Une fois que le clone racinaire s'est développé, il est isolé, cultivé en milieu liquide et la bactérie est éliminée. "Le chevelu racinaire a la capacité de croître indéfiniment sans subir l'effet de la gravité. On n'a pas besoin de chaleur ou de lumière puisqu'il n'y a pas de photosynthèse. On évite par ailleurs tous les inconvénients des cultures en champs", ajoute de son côté Florian Cardon, Chief Business Officer.

4
millions
Samabriva vient de conclure une levée de fonds en série A de près de 4 millions d’euros, à laquelle ont participé des acteurs belges.
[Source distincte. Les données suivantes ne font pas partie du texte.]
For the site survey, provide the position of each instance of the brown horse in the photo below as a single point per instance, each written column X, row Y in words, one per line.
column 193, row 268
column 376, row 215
Ce processus était connu depuis longtemps, mais au niveau académique. Samabriva l'a transformé en processus industriel, en augmentant la productivité en ayant recours à du génie génétique et du génie des procédés, et en forçant le chevelu racinaire à secréter la molécule d'intérêt dans son milieu de culture. "On a développé nos propres bioréacteurs qui permettent de cultiver ce chevelu racinaire dans de gros volumes. Cela a pris une décennie", ajoute encore Marina Guillet, en précisant que la société a commencé à générer du chiffre d'affaires avec des premiers clients dans l'industrie pharmaceutique.

De plus gros bioréacteurs

Reste maintenant à passer à des échelles plus importantes, avec de plus gros bioréacteurs permettant une production en routine. Pour financer cette phase d’extension, Samabriva, qui emploie une dizaine de personnes, vient de conclure une levée de fonds en série A de près de 4 millions d’euros, à laquelle ont participé des acteurs belges, à savoir Noshaq, Investsud Tech et plusieurs Business Angels belges et français, dont la plupart sont des spécialistes du secteur biotechnologique. La recherche et le développement de la société resteront à Amiens, mais la production industrielle se fera donc en terres principautaires.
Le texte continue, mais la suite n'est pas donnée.